Раум четко уловил это. Момент, когда она сдалась, перестала сопротивляться, когда задышала чаще и глубже, выгибаясь ему навстречу, и чуть сбавил темп. Злость, желание вытрясти, выбить из ее мыслей сопляка Маккензи ушло, и прикосновения, щипки и укусы демона стали нежнее. Ему не хотелось причинять девушке боль. По крайней мере, не сильную и не сразу.

Он оторвался, чтобы подуть на грудь. Прохладный ветерок прошелся по раздраженной коже, успокаивая, лаская, и девушка еле слышно эротично вздохнула, словно против воли.

Раум снова втянул в рот съежившийся бледно-розовый бутончик. Прикусил, обвел языком. От девчонки вкусно пахло — не парфюмом, скорее гелем для душа. Простенький букетно- конфетный запах, он прекрасно подходил к этой нежной золотистой коже с еле заметными пятнышками веснушек. К рыжим кудрям, неуловимой сладости губ и взрывному коктейлю эмоций.

Демон стиснул второй сосок, и Дженни тихо застонала. В палитре ее чувств снова вспыхнуло смятение и паника, но над ними обоими главенствовало возбуждение. Главное — не ослаблять напора. Не давать ей задуматься, не позволять самой решать.

— Я не хочу… Пусти… — заплетающимся языком выговорила девушка.

Ну уж нет. Если ее отпустить, рыжая начнет шарахаться от него, и тогда приручить ее будет куда сложнее. Кроме того, Раум хотел ее. Эрекция разрывала штаны, он дождаться не мог, когда войдет в это покорное, пахнущее желанием тело.

— Врешь, Дженни-горячая-штучка.

Демон забрался ладонью под юбку, скользнул вверх по чулку — хороши все-таки ножки у девчонки. И все остальное хорошо.

Узенькая талия переходит в соблазнительные бедра. Попка округлая и упругая, грудь просто загляденье, Почему он когда- то сказал, что Дженни — тянет максимум на восьмерку? Десятка, твердая десятка.
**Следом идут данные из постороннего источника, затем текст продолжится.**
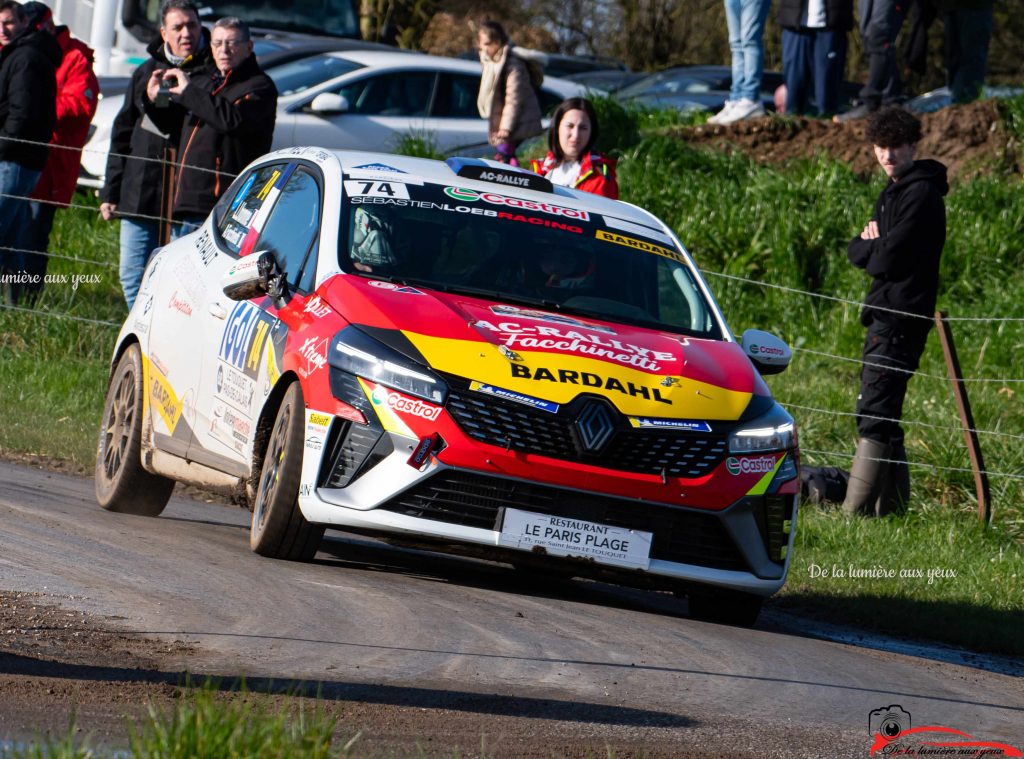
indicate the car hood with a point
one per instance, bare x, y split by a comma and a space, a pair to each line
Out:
553, 355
А когда рыжая целовала его — неумело, но страстно, отдаваясь этому занятию целиком, без остатка, он терял голову, забывал обо всем кроме хрупкого девичьего тела в объятиях и кружащего фейерверка восхитительных эмоций.

Рука погладила внутреннюю сторону бедра, добралась до насквозь мокрых трусиков. Раум не удержался и рассмеялся.
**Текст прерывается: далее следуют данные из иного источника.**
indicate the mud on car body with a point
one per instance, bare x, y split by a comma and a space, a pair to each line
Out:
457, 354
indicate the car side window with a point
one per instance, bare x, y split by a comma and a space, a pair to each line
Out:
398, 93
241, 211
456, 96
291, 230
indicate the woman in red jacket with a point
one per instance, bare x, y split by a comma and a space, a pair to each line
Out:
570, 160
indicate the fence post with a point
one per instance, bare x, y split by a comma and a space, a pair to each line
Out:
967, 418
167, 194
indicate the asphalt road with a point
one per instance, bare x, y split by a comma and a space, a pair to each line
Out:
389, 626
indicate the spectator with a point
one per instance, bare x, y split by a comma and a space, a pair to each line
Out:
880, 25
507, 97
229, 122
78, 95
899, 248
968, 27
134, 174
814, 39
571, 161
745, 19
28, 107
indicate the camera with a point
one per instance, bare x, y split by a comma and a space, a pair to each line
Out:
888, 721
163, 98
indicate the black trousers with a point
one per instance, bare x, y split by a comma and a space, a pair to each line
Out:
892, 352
— Это называется «не хочу»? — пропел он.

— Да у тебя тут озеро.

Отвел в сторону влажную кружевную полоску, скользнул пальцами по покрытым любовным соком складочкам. Девушка всхлипнула — уже не от возбуждения, от возмущения. И дернулась, пытаясь уклониться от прикосновений.
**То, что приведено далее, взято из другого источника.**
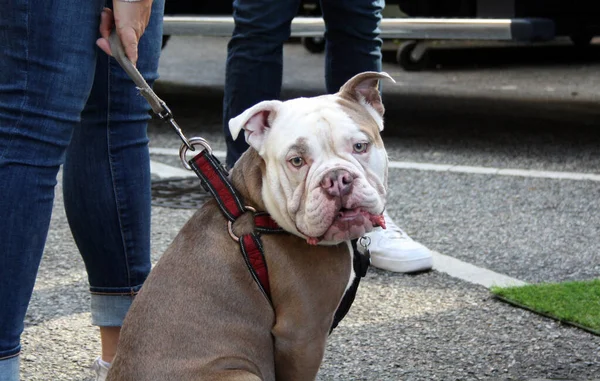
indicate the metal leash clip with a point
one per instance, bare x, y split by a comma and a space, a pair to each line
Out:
167, 116
159, 107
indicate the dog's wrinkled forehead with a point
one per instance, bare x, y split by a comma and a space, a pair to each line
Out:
322, 122
357, 104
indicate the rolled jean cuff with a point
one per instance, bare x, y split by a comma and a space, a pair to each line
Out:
9, 369
110, 310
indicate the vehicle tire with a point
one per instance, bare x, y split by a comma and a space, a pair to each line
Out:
581, 40
405, 59
314, 44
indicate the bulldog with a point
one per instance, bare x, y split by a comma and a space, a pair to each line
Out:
319, 168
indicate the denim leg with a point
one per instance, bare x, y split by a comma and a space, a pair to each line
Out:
254, 66
106, 180
47, 61
352, 43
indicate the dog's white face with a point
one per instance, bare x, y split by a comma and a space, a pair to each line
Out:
326, 166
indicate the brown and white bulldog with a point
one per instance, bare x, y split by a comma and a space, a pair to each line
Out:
319, 168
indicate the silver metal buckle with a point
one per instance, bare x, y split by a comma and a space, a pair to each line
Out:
190, 145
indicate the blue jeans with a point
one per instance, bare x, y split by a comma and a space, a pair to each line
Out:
255, 52
63, 101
— Нет. Не смей! — Хватит, Дженни-ханжа, не притворяйся, — Раум склонился, чтобы снова поцеловать ее, заглушая недовольный лепет, но девушка сердито мотнула головой и оскалилась. — Ты же мокрая…И узкая, — изумленно присвистнул он, с трудом вводя один палец в скользкую дырочку. — Обалдеть, какая ты узкая.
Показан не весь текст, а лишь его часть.